Write a description of the dataset and project

Assignment Help Other Subject
Reference no: EM133531008

Big Data and Analytics

Assignment - Analytics Report

Overview

The purpose of this task is to provide students with practical experience in writing a data analytical report to provide useful insights, pattern and trends in a chosen dataset in the light of a set of tasks required within this document. This dataset will be chosen from the UC Irvine Machine Learning Repository1. This activity will give students the opportunity to show innovation and creativity in applying the WEKA data mining software, and designing useful visualization and data mining solutions presented as an analytics report.

Project Details

You will use an analytical tool (i.e. WEKA) to explore, analyse and visualise a dataset of your choosing. An important part of this work is preparing a good quality report, which details your choices, content, and analysis, and that is of an appropriate style.
The dataset should be chosen from the following repository:

UC Irvine Machine Learning Repository

The aim is to use the data set allocated to provide interesting insights, trends and patterns amongst the data. Your intended audience is the CEO and middle management of the Company for whom you are employed, and who have tasked you with this analysis.

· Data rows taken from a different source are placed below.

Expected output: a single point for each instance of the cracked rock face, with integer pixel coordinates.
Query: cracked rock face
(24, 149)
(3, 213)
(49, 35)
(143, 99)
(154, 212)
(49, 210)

Task 1 - Data choice. Choose any dataset from the repository that has at least five attributes, and for which the default task is classification. Transform this dataset into the ARFF format required by WEKA.

Task 2 - Background information. Write a description of the dataset and project, and its importance for the organization. Provide an overview of what the dataset is about, including from where and how it has been gathered, and for what purpose.

Task 3 - Data description. Describe how many instances does the dataset contain, how many attributes there are in the dataset, their names, and include which is the class attribute. Include in your description details of any missing values, and any other relevant characteristics. For at least 5 attributes, describe what is the range of possible values of the attributes, and visualise these in a graphical format.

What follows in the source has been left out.